Letang, 35, is not experiencing any lasting effects of the stroke and will continue to undergo a series of tests over the next week. There will not be any further updates to his condition until all testing is completed and a medical plan is in place. His condition is not believed to be career threatening.
“Kris reported symptoms to the training staff on Monday and was immediately taken to the hospital for testing,” said Hextall. “The test results were shocking to hear, but we are grateful that Kris is doing well. We are thankful to the medical staff and the physicians at UMPC. He is a warrior on the ice, but first and foremost, he is a son, father, husband and friend. His health is our number one priority.”
In 2014, the defenseman missed over two months due to a stroke. During that time period, testing revealed that he was born with a very small hole in the wall of his heart. Although the small defect in the wall is apparent in all individuals, it typically closes on its own in most people. Since his initial stroke eight years ago, he has played 543 regular-season games and made 69 playoff appearances.
“I am fortunate to know my body well enough to recognize when something isn’t right,” said Letang. “While it is difficult to navigate this issue publicly, I am hopeful it can raise awareness.

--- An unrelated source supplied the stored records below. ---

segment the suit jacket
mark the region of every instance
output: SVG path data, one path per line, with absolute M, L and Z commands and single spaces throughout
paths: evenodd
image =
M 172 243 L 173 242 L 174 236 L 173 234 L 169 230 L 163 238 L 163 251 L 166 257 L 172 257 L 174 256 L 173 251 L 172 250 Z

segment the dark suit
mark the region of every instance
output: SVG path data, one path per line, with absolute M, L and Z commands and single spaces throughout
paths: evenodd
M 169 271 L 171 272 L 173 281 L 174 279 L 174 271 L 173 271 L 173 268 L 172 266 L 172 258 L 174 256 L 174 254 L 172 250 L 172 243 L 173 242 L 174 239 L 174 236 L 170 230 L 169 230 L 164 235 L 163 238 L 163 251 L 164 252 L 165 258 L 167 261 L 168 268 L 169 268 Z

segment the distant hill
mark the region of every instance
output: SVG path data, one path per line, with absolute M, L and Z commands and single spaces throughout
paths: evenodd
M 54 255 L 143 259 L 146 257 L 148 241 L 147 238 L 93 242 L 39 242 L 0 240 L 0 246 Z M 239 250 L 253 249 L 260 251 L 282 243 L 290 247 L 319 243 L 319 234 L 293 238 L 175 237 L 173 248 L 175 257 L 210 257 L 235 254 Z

It is important for me that my teammates, family and the fans know that I am okay. I am optimistic that I will be back on the ice soon.”
The 6-foot, 201-pound defenseman has one goal and 12 points in 21 games this season. He leads the team in time on ice with 23:54.
The Montreal, Quebec native has played his entire 17-year career with Pittsburgh, recording 662 points (145G-517A) in 962 regular-season games. He is the team’s all-time leader among defensemen in regular-season and playoff games played, goals, assists and points, and has helped the team to three Stanley Cup Championships (2009, ’16, ’17).